My question is this: are we sure that this is a category? Because the class of morphisms can be a proper class, it's not obvious to me that is a set. I was told that there is a way to fix this (or at least to bypass the problem); do you know a way to fix this issue?

(I know that for example if the set $S$ has good properties, i.e. it's a localizing system of morphisms, then there is a nicer construction, but I would like to know a general construction that works even if $S$ is not localizing).

Answer 1

After some consideration, it appears to me that inverting a small set $\mathcal{M}$ of morphisms in a locally small category $\mathcal{C}$ always gives another locally small category $\mathcal{D}$. Assume $\mathcal{M}$ is closed under composition – this can be done by induction and we still get a small set.

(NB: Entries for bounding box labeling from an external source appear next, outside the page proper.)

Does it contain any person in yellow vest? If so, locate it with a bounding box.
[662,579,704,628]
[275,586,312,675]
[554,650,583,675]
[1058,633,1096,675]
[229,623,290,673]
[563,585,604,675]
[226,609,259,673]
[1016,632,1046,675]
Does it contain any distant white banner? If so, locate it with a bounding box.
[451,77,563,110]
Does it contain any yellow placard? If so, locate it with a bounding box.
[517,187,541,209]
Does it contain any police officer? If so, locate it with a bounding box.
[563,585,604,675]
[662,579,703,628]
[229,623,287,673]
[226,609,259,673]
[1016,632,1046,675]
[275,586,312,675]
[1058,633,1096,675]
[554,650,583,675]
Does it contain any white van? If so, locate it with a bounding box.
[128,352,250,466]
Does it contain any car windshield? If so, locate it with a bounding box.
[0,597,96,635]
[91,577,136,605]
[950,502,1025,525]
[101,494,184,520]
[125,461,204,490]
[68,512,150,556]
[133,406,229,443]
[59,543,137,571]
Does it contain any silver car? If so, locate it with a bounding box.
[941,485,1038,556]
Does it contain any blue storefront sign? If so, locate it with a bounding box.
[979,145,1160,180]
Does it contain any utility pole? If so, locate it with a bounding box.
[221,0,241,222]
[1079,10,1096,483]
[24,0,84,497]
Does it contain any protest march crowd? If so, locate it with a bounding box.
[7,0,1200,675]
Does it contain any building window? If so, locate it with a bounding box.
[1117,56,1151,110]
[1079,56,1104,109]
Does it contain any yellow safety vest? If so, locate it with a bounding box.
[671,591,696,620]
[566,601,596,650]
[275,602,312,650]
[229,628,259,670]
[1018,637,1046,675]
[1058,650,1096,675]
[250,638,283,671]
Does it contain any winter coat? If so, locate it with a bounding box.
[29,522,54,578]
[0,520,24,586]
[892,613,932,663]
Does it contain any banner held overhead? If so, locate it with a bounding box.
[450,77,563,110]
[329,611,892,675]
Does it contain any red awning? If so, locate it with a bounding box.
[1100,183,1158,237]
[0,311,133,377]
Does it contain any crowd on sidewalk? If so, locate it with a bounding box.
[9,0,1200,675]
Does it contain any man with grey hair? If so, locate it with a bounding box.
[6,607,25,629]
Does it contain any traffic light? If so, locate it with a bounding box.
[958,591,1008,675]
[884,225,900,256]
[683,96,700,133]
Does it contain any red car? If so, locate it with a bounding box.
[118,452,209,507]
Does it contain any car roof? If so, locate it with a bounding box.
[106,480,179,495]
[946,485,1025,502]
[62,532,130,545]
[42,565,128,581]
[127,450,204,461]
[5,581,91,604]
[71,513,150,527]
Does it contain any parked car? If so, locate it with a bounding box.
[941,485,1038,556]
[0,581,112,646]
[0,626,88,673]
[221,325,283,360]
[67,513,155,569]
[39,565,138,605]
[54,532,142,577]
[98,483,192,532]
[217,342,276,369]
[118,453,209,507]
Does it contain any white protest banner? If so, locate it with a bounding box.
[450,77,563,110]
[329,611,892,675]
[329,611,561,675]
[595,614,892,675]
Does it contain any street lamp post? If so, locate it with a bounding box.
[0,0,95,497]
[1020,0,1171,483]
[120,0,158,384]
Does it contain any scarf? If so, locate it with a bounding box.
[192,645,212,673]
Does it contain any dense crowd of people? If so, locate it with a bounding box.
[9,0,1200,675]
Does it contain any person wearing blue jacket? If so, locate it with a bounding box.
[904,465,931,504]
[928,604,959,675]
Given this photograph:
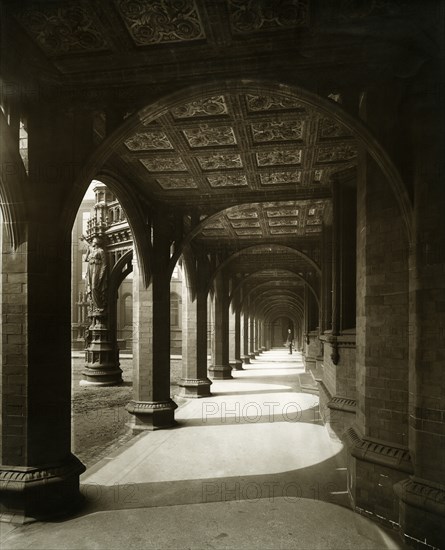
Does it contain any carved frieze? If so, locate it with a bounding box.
[115,0,205,46]
[124,130,173,151]
[231,220,260,229]
[268,218,299,227]
[139,156,187,172]
[207,174,247,187]
[171,95,228,118]
[228,0,309,34]
[227,207,258,220]
[156,180,198,191]
[270,227,299,235]
[317,144,357,162]
[320,118,351,139]
[260,170,301,185]
[246,94,304,112]
[15,0,110,56]
[196,153,243,170]
[251,120,304,143]
[235,228,263,237]
[266,206,299,218]
[256,149,302,166]
[183,124,236,147]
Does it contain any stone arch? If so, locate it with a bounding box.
[62,79,413,272]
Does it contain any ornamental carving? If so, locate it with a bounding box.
[228,0,309,34]
[270,227,298,235]
[260,170,301,185]
[124,131,173,151]
[227,209,258,220]
[115,0,205,46]
[246,94,303,112]
[207,174,247,187]
[235,228,263,237]
[196,153,243,170]
[16,1,110,55]
[317,145,357,162]
[266,207,298,218]
[139,157,187,172]
[251,120,303,143]
[183,124,236,147]
[320,118,351,139]
[156,180,198,191]
[231,220,260,229]
[268,219,299,227]
[171,95,228,118]
[256,150,302,166]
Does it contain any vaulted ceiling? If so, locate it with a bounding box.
[3,0,424,316]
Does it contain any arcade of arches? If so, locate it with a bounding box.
[0,0,445,547]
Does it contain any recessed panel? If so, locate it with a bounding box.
[124,131,173,151]
[183,124,236,147]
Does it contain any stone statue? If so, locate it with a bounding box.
[81,237,108,313]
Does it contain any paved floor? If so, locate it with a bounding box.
[1,350,404,550]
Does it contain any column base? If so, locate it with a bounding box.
[0,455,86,524]
[209,365,233,380]
[79,367,123,386]
[179,378,212,398]
[230,359,243,370]
[394,476,445,548]
[125,399,178,433]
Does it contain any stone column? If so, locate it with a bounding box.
[346,149,412,523]
[209,273,232,380]
[0,105,91,523]
[395,61,445,548]
[249,310,255,359]
[179,259,212,397]
[242,310,250,365]
[233,309,243,370]
[127,213,177,430]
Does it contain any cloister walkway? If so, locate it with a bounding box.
[2,349,404,550]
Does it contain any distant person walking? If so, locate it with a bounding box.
[286,329,294,355]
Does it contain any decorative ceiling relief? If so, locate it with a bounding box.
[266,206,298,218]
[196,153,243,170]
[170,95,229,118]
[227,207,258,220]
[246,94,304,112]
[320,118,351,139]
[207,174,247,187]
[268,218,299,227]
[230,220,260,229]
[15,1,110,56]
[256,149,302,166]
[260,170,301,185]
[183,124,236,147]
[270,227,301,235]
[317,144,357,162]
[156,180,198,190]
[124,131,173,151]
[235,228,263,237]
[139,157,187,172]
[115,0,205,46]
[250,120,304,143]
[228,0,309,34]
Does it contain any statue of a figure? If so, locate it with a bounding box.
[81,237,108,312]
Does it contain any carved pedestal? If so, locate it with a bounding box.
[0,455,85,523]
[209,365,233,380]
[179,378,212,398]
[125,399,178,432]
[80,312,122,386]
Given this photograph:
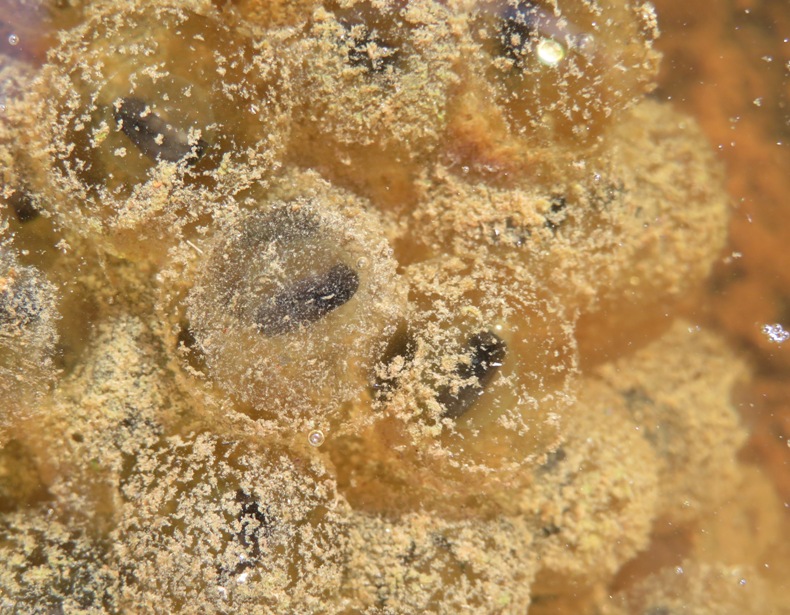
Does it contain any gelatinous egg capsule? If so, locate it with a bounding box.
[0,505,120,613]
[327,259,575,515]
[177,192,404,431]
[30,6,294,258]
[444,0,659,178]
[471,0,657,141]
[113,434,345,613]
[290,0,458,208]
[0,247,57,441]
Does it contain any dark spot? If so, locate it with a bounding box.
[372,330,417,399]
[8,190,39,224]
[0,268,44,328]
[114,96,208,163]
[540,523,562,538]
[176,320,206,372]
[498,1,543,66]
[343,22,397,73]
[545,196,568,233]
[436,331,507,419]
[255,263,359,337]
[235,489,274,574]
[540,447,568,472]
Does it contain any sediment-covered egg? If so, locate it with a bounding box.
[113,434,347,613]
[169,181,405,431]
[328,259,576,516]
[288,0,458,209]
[453,0,659,157]
[25,4,287,259]
[0,246,58,442]
[339,512,537,615]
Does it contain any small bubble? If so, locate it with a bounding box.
[307,429,324,448]
[535,38,565,66]
[763,323,790,344]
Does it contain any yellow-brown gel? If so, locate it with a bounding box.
[0,0,780,615]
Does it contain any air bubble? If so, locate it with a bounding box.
[307,429,324,448]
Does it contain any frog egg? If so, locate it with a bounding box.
[25,4,286,259]
[112,434,348,613]
[408,165,617,313]
[0,506,120,613]
[468,0,658,144]
[340,513,537,615]
[324,259,575,516]
[0,246,58,441]
[176,187,405,432]
[288,0,458,208]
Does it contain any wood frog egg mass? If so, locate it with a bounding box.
[0,0,784,614]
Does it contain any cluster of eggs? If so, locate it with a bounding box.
[0,0,780,613]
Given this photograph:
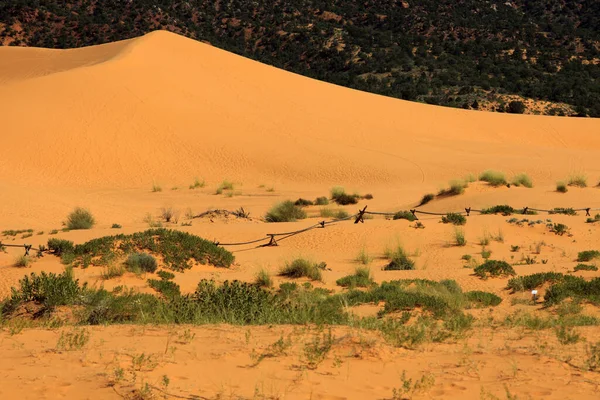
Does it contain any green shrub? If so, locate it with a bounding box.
[556,182,569,193]
[265,200,306,222]
[510,174,533,188]
[294,198,313,207]
[279,258,323,281]
[577,250,600,262]
[48,238,75,256]
[481,205,515,216]
[15,256,31,268]
[465,290,502,307]
[315,196,329,206]
[66,207,96,230]
[573,264,598,272]
[394,211,417,222]
[417,193,435,207]
[479,170,507,187]
[125,253,158,273]
[454,228,467,246]
[567,175,587,188]
[336,267,374,289]
[442,213,467,225]
[331,186,360,206]
[474,260,516,279]
[254,269,273,288]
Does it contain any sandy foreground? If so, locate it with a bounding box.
[0,32,600,399]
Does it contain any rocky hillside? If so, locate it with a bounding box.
[0,0,600,117]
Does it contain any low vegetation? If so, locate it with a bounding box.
[474,260,516,279]
[279,258,325,281]
[265,200,306,222]
[65,207,96,230]
[442,213,467,225]
[479,170,508,187]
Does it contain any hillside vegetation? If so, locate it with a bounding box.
[0,0,600,117]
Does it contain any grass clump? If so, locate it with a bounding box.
[567,174,587,188]
[331,186,360,206]
[474,260,516,279]
[442,213,467,225]
[279,258,324,281]
[556,182,569,193]
[573,264,598,272]
[125,253,158,273]
[190,178,206,190]
[417,193,435,207]
[265,200,306,222]
[314,196,329,206]
[454,228,467,246]
[510,174,533,189]
[383,245,415,271]
[254,268,273,288]
[577,250,600,262]
[15,256,31,268]
[394,211,417,222]
[335,267,374,289]
[479,170,508,187]
[66,207,96,230]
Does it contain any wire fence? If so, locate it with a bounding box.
[0,206,600,255]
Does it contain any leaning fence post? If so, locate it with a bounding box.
[354,206,367,224]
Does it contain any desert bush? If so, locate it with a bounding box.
[454,228,467,246]
[294,198,314,207]
[314,196,329,206]
[510,174,533,188]
[577,250,600,262]
[279,258,323,281]
[265,200,306,222]
[66,207,96,230]
[567,175,587,188]
[48,238,75,256]
[336,267,374,289]
[465,290,502,307]
[254,269,273,288]
[479,170,507,187]
[125,253,158,273]
[331,186,360,206]
[394,211,417,221]
[417,193,435,207]
[442,213,467,225]
[474,260,516,279]
[481,205,515,216]
[15,256,31,268]
[573,264,598,272]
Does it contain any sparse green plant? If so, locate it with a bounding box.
[454,228,467,246]
[479,170,508,187]
[442,213,467,225]
[474,260,516,279]
[556,182,569,193]
[336,267,374,289]
[190,177,206,190]
[265,200,306,222]
[15,255,31,268]
[567,174,587,188]
[279,258,323,281]
[56,328,90,351]
[510,174,533,188]
[254,268,273,288]
[66,207,96,230]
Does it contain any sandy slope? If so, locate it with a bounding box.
[0,32,600,399]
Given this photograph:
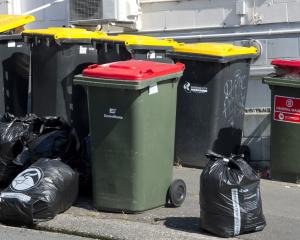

Firstly, notice that any morphism $X \to Y$ in $\mathcal{D}$ can be expressed as a finite zigzag $$X \rightarrow X_1 \leftarrow X_2 \rightarrow X_3 \leftarrow \cdots \rightarrow Y$$ of morphisms in $\mathcal{C}$, where the leftward arrows are taken from the set $\mathcal{M}$. In particular, the intermediate objects $X_1, X_2, X_3, \ldots$ must be drawn from a small set, namely $\{ \operatorname{dom} f : f \in \mathcal{M} \} \cup \{ \operatorname{codom} f : f \in \mathcal{M} \}$. (Use the axiom of replacement!) Thus we can construct a surjection from a small set to $\mathcal{D}(X, Y)$, and it follows that $\mathcal{D}(X, Y)$ is a small set. However, in practice it's not so easy to describe exactly which zigzags get identified...

In applications $\mathcal{M}$ is usually not a small set, so we are back to square one. It's not clear to me whether there is an explicit example of a locally small category whose localisation is not locally small – perhaps this is worth asking as a separate question.